Il  Consiglio d’Europa e l’Unione europea hanno fino ad ora usato nei confronti della Turchia il bastone e la carota – secondo l’espressione usata dalla diplomazia europea - dando la prevalenza alla seconda con effetti praticamente nulli sulla progressiva evaporazione della democrazia giustificando le loro reticenze per mantenere aperti i canali di dialogo con la società civile turca ma essendo prigionieri nel primo caso del sostanzioso contributo finanziario della Turchia al bilancio dell’organizzazione e nel secondo caso alla presenza in Turchia di due milioni e mezzo di rifugiati siriani secondo i dati ufficiali (o cinque milioni secondo le stime non ufficiali) dopo l’accordo firmato nel marzo 2016 su proposta della Germania.
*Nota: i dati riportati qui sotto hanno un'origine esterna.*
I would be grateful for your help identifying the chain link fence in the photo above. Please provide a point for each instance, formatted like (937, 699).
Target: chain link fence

Più in generale i governi europei sono paralizzati dal ruolo della Turchia in tutta la regione medio-orientale e dalle sue mutevoli alleanze, una paralisi aggravata dall’inesistenza di una politica estera e della sicurezza comune dell’Unione europea nel suo insieme.

Di fronte al regime autoritario e islamizzato imposto con la violenza da Erdogan, è arrivato il momento di abbandonare la politica della carota e scegliere quella del bastone sospendendo la partecipazione della Turchia dalla assemblea parlamentare e dal Comitato dei Ministri del Consiglio d’Europa e congelando l’accordo di associazione fra l’UE e la Turchia a cominciare dai suoi aspetti economici e dall’Unione doganale ma mantenendo attivi politiche comuni che vanno a vantaggio dei cittadini turchi come Erasmus Plus o gli aiuti alle organizzazioni non governative e alle associazioni rappresentative della società civile.